Nov/05/14 08:28 AM Filed in: Ed Reed
When Steelers quarterback Ben Roethlisberger hit wide receiver Markus Wheaton for a 47-yard touchdown Sunday in Pittsburgh's 43-23 win, it was yet another example of how teams continue to test the Baltimore Ravens with the deep pass.
This isn't just a recent occurrence. Quarterbacks have been looking for the big play against the Ravens ever since Ed Reed stopped patrolling their secondary. Call it the Reed aftereffect.
For all of the risk-taking and freelancing that Reed did, he struck fear in quarterbacks because of his ability to pick off passes and return them for touchdowns. But there has been no second-guessing for passers these days when throwing deep against the likes of Matt Elam, Darian Stewart, Terrence Brooks or whoever else the Ravens line up in the back end.
• In Reed's 11 seasons, the Ravens allowed 19 completions (tied for the eighth-fewest) and eight touchdowns on passes that traveled at least 40 yards in the air.
• In 25 games without him, the Ravens have given up 12 such throws (most in the NFL in that span) and six touchdowns (tied for the most).
This isn't to suggest the Ravens should bring back Reed. He showed last season with Houston and the New York Jets that he's not close to being the same playmaker. There's little chance that Reed is going to make a James Harrison-type comeback.
But the Ravens do have to find some solution to stop the deep throws.

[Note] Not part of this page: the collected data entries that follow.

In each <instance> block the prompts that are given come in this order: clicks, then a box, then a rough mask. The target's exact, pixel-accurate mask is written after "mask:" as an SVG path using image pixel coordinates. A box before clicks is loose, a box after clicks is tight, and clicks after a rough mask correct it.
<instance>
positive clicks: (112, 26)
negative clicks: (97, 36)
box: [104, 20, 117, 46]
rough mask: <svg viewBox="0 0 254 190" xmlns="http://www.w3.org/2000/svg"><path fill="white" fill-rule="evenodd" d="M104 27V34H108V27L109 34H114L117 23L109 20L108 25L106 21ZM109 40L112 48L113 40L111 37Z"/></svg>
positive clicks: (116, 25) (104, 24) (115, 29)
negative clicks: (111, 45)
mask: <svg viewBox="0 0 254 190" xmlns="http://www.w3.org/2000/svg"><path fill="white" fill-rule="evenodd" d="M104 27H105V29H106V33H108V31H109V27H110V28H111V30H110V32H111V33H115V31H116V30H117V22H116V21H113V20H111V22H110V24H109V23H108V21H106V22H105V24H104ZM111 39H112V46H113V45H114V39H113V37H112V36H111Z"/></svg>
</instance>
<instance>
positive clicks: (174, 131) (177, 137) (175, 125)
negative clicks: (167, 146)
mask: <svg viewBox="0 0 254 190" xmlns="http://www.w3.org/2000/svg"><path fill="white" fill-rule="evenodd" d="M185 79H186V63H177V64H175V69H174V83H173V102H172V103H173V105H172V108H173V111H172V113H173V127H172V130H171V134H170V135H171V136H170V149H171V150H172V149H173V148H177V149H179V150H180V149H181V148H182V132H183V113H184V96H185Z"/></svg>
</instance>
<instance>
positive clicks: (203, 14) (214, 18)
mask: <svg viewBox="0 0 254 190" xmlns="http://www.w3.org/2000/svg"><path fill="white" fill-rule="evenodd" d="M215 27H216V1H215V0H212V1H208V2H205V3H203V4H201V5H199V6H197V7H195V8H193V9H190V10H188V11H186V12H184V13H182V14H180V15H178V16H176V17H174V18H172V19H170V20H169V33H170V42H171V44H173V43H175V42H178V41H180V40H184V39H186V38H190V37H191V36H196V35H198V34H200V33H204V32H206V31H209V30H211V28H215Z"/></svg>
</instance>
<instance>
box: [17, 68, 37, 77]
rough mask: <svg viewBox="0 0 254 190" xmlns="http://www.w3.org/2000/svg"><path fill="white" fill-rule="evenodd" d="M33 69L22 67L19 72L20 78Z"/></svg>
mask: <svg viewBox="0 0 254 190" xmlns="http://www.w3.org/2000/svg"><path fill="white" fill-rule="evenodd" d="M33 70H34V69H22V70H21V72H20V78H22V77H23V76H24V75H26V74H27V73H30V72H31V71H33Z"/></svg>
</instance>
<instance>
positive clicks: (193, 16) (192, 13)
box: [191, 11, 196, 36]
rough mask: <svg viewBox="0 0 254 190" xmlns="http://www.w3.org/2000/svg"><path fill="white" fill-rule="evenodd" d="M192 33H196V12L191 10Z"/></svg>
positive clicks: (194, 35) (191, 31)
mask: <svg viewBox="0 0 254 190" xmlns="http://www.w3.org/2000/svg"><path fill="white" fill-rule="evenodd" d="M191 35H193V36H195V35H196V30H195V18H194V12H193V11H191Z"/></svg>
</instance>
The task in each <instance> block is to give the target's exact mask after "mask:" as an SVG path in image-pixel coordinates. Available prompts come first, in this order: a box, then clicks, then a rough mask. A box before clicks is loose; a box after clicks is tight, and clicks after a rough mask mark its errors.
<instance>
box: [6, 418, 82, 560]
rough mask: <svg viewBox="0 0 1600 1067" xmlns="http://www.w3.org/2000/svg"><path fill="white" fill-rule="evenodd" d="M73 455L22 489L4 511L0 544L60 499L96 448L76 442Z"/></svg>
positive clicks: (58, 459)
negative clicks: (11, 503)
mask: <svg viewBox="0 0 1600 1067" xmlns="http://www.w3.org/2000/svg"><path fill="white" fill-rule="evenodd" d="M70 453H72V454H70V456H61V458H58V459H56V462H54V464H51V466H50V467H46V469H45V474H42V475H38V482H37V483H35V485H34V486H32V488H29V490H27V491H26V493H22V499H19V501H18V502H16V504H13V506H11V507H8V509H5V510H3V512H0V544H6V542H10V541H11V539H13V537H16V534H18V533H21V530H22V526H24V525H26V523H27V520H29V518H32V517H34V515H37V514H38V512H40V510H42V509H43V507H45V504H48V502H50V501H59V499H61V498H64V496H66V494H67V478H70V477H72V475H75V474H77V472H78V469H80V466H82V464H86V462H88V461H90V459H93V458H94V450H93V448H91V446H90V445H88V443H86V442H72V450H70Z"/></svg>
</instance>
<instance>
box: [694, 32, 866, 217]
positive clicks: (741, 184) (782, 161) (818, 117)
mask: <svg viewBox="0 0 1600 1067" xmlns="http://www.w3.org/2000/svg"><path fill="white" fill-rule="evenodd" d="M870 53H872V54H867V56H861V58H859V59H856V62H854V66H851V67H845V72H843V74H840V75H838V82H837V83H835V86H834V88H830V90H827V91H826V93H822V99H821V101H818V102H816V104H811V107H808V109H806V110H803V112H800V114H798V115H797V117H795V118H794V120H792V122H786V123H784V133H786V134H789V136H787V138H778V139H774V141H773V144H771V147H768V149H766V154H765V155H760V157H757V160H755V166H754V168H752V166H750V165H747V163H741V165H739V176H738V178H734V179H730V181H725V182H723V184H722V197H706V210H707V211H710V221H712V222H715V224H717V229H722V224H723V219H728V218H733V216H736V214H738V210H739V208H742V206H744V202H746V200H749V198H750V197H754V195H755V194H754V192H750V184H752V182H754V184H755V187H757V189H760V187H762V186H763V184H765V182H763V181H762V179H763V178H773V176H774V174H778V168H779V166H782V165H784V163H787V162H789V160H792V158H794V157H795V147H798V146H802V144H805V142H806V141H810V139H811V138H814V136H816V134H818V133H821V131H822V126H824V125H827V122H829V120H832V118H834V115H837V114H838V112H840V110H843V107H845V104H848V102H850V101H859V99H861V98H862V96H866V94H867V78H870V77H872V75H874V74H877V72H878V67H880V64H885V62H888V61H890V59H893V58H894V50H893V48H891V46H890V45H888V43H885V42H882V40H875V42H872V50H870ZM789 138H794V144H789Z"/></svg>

This season against the Ravens, quarterbacks are 5-of-6 (83.3 percent) on passes of 40 yards or longer for a perfect passer rating (158.3).
And these big plays have come at critical times for the Ravens. There was the 77-yard winning touchdown catch by Bengals receiver A.J. Green in the season opener, and a 53-yard reception by Mohamed Sanu that set up the winning touchdown Oct. 26 in Cincinnati.
The Ravens have tried to find the right combination. Seven players have lined up at safety this season, and five have been on the field for at least 90 defensive snaps.
"The best players play, to me, and the best players are the players who are playing the best," coach John Harbaugh said. "When some player expresses himself as being the best player by how he plays, he’ll be out there permanently. Until that happens, nobody is given anything."
Elam and Stewart are strong safeties who play better when closer to the line of scrimmage. Brooks, a rookie third-round pick, is better in coverage but was inactive Sunday against the Steelers, a week after giving up that pass to Sanu. And Will Hill, who made his first start Sunday, hasn't made the immediate impact that some anticipated.
Harbaugh said his defensive backs aren't being as disciplined with their technique as they need to be. Their eyes aren't in the right spot. They've misplayed balls. They've missed tackles.
"We’re looking for the right combination, but I think that’s a little overrated," Harbaugh said. "I think it’s the best players. You want to play in that secondary? Step up and practice and play well and step up in the game and make plays and be in the right spot. And that’s what we’re looking for guys to do.”